A new policy has been drafted that would stop the free meals, gifts, trips and payments at the University of Arizona College of Medicine.
The title of the article may be misleading. It implies that this change is a done deal. But within the article one gets the impression that UA doctors may fight an effort that requires that they give up their free lunch, literally. According to the article the revised policy will be presented to the UA medical faculty. Now we'll see if the University of Arizona chooses integrity over money. What's your guess?

A few stats that should raise your blood pressure:

Pharmaceutical companies spend up to $18 billion a year — more than $13,000 per doctor — persuading doctors to prescribe their drugs, with overwhelming emphasis on the newest and costliest. This pays for some 60 million visits a year by salespeople — known as "drug reps" — laden with all manner of food, gifts, sponsorships and other tokens.
They do it because it works. Study after study shows that while doctors deny any influence from all the wooing, it does significantly increase the likelihood that they'll prescribe the drugs being pushed, even if evidence shows they may not be the best or most cost-effective.
-------------------------
Arizona Daily Star: UMC to loosen drug reps' grip --New policy would ban doctors' perks that cost patients by Carla McClain

Thursday, March 8, 2007

Big Pharma preys on seniors ...

Reuters reports that prices for medications commonly used by the elderly have increased close to double the rate of inflation.
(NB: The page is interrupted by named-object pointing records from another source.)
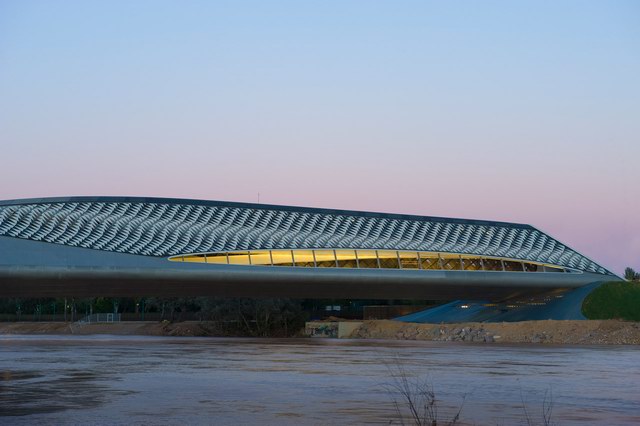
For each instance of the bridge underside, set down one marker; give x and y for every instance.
(36, 269)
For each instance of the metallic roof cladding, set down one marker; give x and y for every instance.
(166, 227)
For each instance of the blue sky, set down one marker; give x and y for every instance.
(517, 111)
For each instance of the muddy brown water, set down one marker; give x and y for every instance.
(173, 380)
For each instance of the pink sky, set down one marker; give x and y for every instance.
(521, 112)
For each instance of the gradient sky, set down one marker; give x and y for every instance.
(516, 111)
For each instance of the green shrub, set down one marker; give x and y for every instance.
(613, 300)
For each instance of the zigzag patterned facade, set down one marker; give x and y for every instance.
(165, 228)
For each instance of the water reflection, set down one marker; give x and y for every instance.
(102, 379)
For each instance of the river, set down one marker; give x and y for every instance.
(174, 380)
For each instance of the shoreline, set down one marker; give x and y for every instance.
(587, 332)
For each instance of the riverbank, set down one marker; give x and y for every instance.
(589, 332)
(601, 332)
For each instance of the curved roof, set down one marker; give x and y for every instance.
(165, 227)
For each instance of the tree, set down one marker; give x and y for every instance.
(631, 275)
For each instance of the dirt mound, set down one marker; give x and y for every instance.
(550, 331)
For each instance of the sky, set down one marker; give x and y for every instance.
(525, 112)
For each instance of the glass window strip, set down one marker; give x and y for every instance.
(352, 258)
Since in the US these drugs are overpriced to begin with what we are witnessing with these increases is an even more massive transfer of money directly into the bulging veins to Big Pharma.

"CHICAGO, March 6 (Reuters) - Prices for about 200 prescription drugs in the United States commonly used by seniors rose nearly twice the rate of inflation, a seniors group said on Tuesday, making a case for letting the government negotiate drug prices.

Insomnia pill Ambien, made by Sanofi-Aventis ..., topped the list of steepest price increases, with a 30 percent rise in price in 2006, the report by the seniors' lobby AARP, formerly known as the American Association of Retired Persons, said." (continue reading Brand name drug prices soar for US seniors -- AARP)

The article ends with Big Pharma implying that the US pays high prices because many other countries pay less (those being the countries with enough intelligence to negotiate group discounts --you know that standard business practice that we can't seem to get the hang of here in Bush's America). Oh, and there's that huge research and development investment Big Pharma pretends they pay. No mention of the amount of our money that they put into advertising and subverting the medical profession to hand out their newest concoction without thinking.

Nothing new here. Privatization is just the latest in Robber Baron schemes.